For that you need to examine the gateway’s internal logs to determine if it actually transmitted.

Yes, I don’t see join accept messages on the gateway console, but what if TTN backend sent them to another gateway?

I already thought on a DevNonce problem, too. To verify this, i created a new device with fresh keys. Same problem.

Update: Looks like there are two stacked issues. During testing i accidently changed an AppKey. This explains why the backend did not answer the join request: just because wrong key.

But now i am back to the original issue. Join request and join accept are shown on the gateway. But the device with the MCCI LMIC OTAA compliance script does not join reliably.

The timing situation on the ESP32 Arduino platform looks nasty, and I’m not sure it’s truly resolved.

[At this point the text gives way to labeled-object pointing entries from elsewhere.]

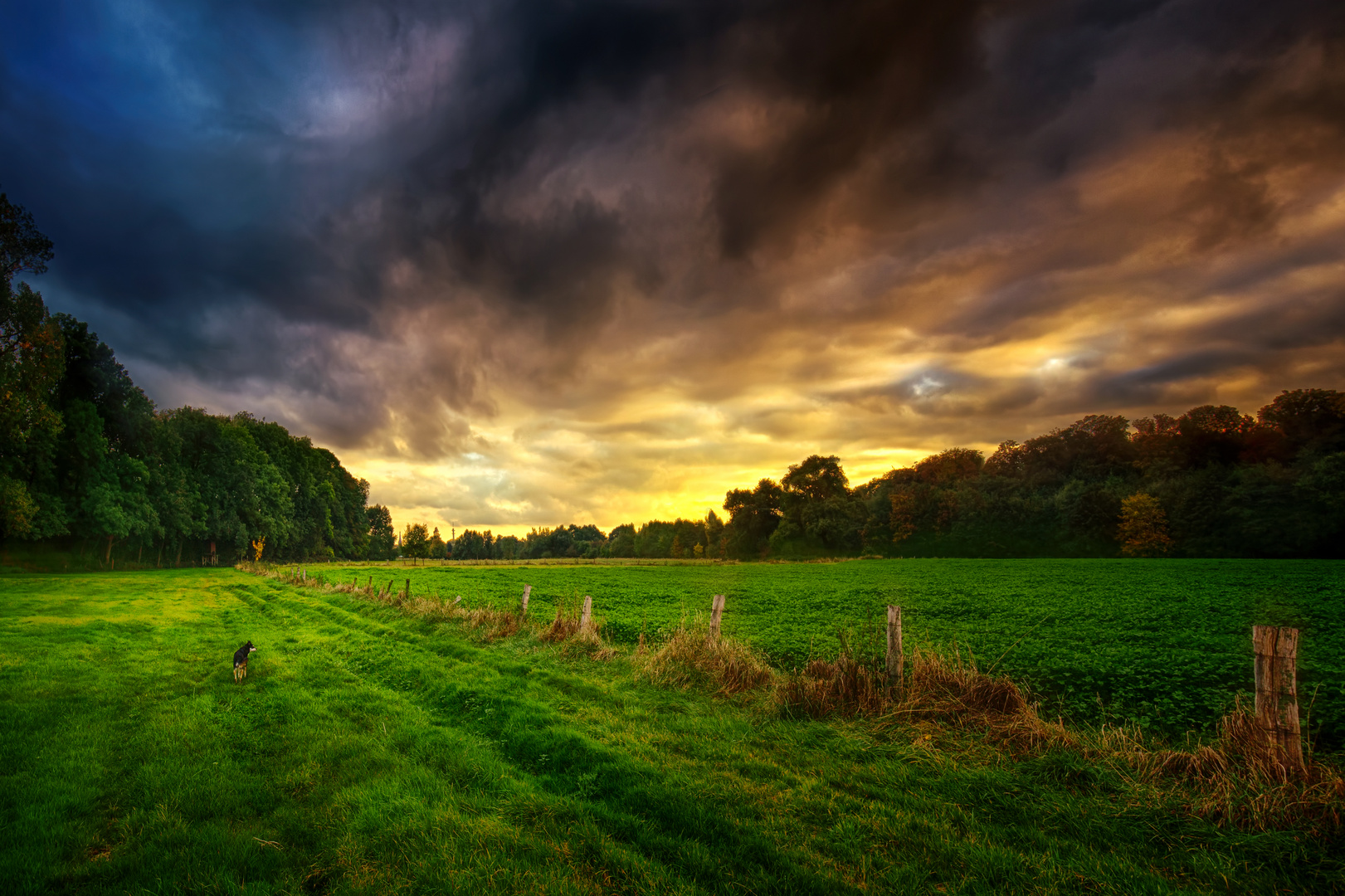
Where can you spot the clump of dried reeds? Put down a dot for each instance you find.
(577, 640)
(845, 688)
(1243, 779)
(565, 626)
(948, 690)
(692, 658)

If you control the gateway, I think the most useful thing to do is modify the node code to set a GPIO on entering the receive window, and then clear it on success or giving up. Put one scope probe on that and trigger off of it. Then put the other scope probe on the gateway’s transmit LED, and see how they match up (if the LED voltages are suitable you can also use a cheap USB logic analyzer, which is good for recording longer sequences, such as a bunch of join attempts that don’t work concluding with one that does)

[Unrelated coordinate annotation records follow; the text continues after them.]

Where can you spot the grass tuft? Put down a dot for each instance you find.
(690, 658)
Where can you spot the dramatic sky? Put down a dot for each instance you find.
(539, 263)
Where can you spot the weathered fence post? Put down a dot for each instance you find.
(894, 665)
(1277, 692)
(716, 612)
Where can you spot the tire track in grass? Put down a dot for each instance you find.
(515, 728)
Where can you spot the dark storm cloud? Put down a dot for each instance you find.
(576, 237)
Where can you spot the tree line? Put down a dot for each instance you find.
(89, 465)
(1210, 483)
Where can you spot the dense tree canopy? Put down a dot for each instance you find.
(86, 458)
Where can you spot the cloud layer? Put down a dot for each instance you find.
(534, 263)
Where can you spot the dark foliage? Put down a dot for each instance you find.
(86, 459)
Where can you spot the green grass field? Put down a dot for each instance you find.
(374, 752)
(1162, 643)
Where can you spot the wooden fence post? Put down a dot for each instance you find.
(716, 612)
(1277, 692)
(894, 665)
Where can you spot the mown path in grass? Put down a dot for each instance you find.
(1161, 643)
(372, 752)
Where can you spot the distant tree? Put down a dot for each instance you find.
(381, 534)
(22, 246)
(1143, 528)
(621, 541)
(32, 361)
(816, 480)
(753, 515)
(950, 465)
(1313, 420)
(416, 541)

If you can’t get at the gateway signal, you can use one GPIO to signal the end of transmit and another for the receive window and at least see how that timing compares, but it’s much better if you can use the gateway’s signal. The gateway LED might blip at other times for other nodes, but by triggering off your node’s transmission you will mostly see the ones belonging to you - in particular, something consistently just too early or just too late is likely meant for you, and missed.

Debugging might also be easier with a private server set to always use one receive window or the other, and momentarily remove the issue with TTN for EU868 having a custom RX2 but sometimes falling back to the standard one - ie, sort things out in known circumstances first, before worrying about variable ones.

1 Like

Thanks for this cooking receipt. I will try to get a timing measurement reference setup.

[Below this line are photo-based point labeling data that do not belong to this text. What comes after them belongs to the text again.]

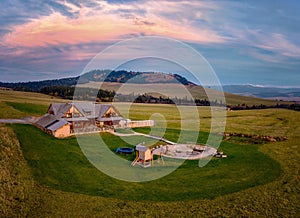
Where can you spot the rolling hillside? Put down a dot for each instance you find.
(138, 83)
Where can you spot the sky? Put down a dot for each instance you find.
(246, 42)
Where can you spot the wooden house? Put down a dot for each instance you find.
(144, 156)
(65, 119)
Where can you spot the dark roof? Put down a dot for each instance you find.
(46, 120)
(57, 124)
(110, 119)
(89, 110)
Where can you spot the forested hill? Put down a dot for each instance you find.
(120, 76)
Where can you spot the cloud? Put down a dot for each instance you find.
(109, 22)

Do you have any suggestions how to increase realtime behaviour of arduino-esp32 core, i.e. switch off / deactivate certain components which cause jitter?

Program the ESP32 natively without Arduino, or if you have to stay with Arduino switch to a platform like ESP8266, STM32, or SAMD where the Arduino core is more reasonable, debugged, and tested by people maintaining LMiC ports.

(That said, the last time I tried to use Arduino-ESP8266 for a “simple” project it was broken because of a breaking change between the Arduino IDE and the ESP8266 port… something that seems to happen regularly in that world and remove whatever advantage there might have been, at least if all the effort put into contributing Arduino-bound examples were put into native examples instead)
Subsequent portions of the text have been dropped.